Não concordo com parte do teu comentário, mas não vale a pena irmos mais fundo senão ficaríamos aqui por horas, não porque não quisesse discutir sobre isto, mas num fórum de futebol e a escrever torna-se cansativo.O apagamento do eu e a instrumentalização da pessoa não é uma percepção, é mesmo uma consequência lógica do comunismo, seja no papel, seja na prática (ver, acerca disso, o meu comentário anterior a este que agora escrevo.
Essa é uma das grandes incoerências de Marx. A (extrema) atenção às desigualdades materiais das pessoas e a indiferença, senão mesmo repulsa, face às diferenças de outro tipo.
Para Marx, abolir o capitalismo seria sempre necessário, ontem ou hoje. Concebia-o como um sistema condenável e condenado, fadado à morte.

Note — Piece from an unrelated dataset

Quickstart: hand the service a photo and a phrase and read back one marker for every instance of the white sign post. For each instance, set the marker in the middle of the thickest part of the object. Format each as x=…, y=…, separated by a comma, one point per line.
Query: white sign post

"Ah, mas vendo hoje o progresso da social-democracia e de outras correntes derivadas, Marx moderar-se-ia" - não. Já existiam os rebentos na altura e Marx acusava os seus autores de serem cobardes, porquanto rejeitavam a necessidade de uma revolução proletária.
Diga-se, aliás, que o alemão projetava a revolução proletária como sanguinária, não era nada pacífica. E o que se seguia? A ditadura do proletariado, usando e abusando o Estado do seu aparelho coativo para impor os princípios, valores e fins do comunismo.
Marx nunca concretizou como se passaria dessa ditadura do proletariado para a sua utópica sociedade comunista sem classes nem Estado.
Individualidade? Marx condenou certas etnias (judeus), incentivou a perseguição à religião, achava a instituição da família uma aberração (indo beber certas ideias nesse âmbito a Platão), repugnava a liberdade nas suas mais diversas formas e rejeitava interesses próprios dos trabalhadores.
Já agora: és a favor de sociedades de baixo para cima, e eu também sou, mas Marx defendia uma centralização do poder.
Eu não sou Marxista, reconheço muito valor à sua obra e ao seu génio. Estamos a falar de uma pessoa bem à frente do seu tempo, assim como outros da sua época como o próprio Charles Darwin, que desenvolveu a sua teoria sobre a evolução das espécies sensivelmente durante o mesmo período e naturalmente, não acertou em tudo à primeira. Depois de Darwin seguiram-se muitos que foram corrigindo e acrescentando valor à sua elegante teoria. Não podemos olhar para a teoria de Marx como a receita perfeita para o sistema económico e político das sociedades humanas, mas não tenho a menor dúvida que Marx, nos dias de hoje, faria diversas correções e reconheceria erros na sua própria teoria depois de vários terem tentado aplicá-la. Tenho também a certeza que faria críticas brutais ao que foi feito na União Soviética ou na China de Mao. Basta olharmos para o exemplo das religiões, como o Cristianismo, apesar dos ensinamentos e filosofia de Jesus Cristo, muitos subverteram-nos para criar uma estrutura de poder. É uma parte significativa da história das civilizações humanas.
E aproveitando o gancho das religiões, já fui, quando era mais jovem, um ateísta acérrimo. Hoje, à medida com que fui amadurecendo fui percebendo a importância da religião na vida das outras pessoas. Quando amadurecemos começamos a colocar-nos no lugar dos outros. Para mim a religião pode não fazer sentido, mas isso é porque consigo encontrar significado noutras coisas à minha volta. Para outras pessoas, muita gente, a religião ajuda a aliviar as frustrações e o sofrimento inerentes à experiência humana nesta vida. Sim, há o problema dos fundamentalismos e extremismos, mas esses, infelizmente, não são apenas inerentes à religião, além de que apesar uns serem religiosos e outros nãos, o sistemas de pensamento simbólico profundo, são comuns a todos nós e a todas as culturas e civilizações.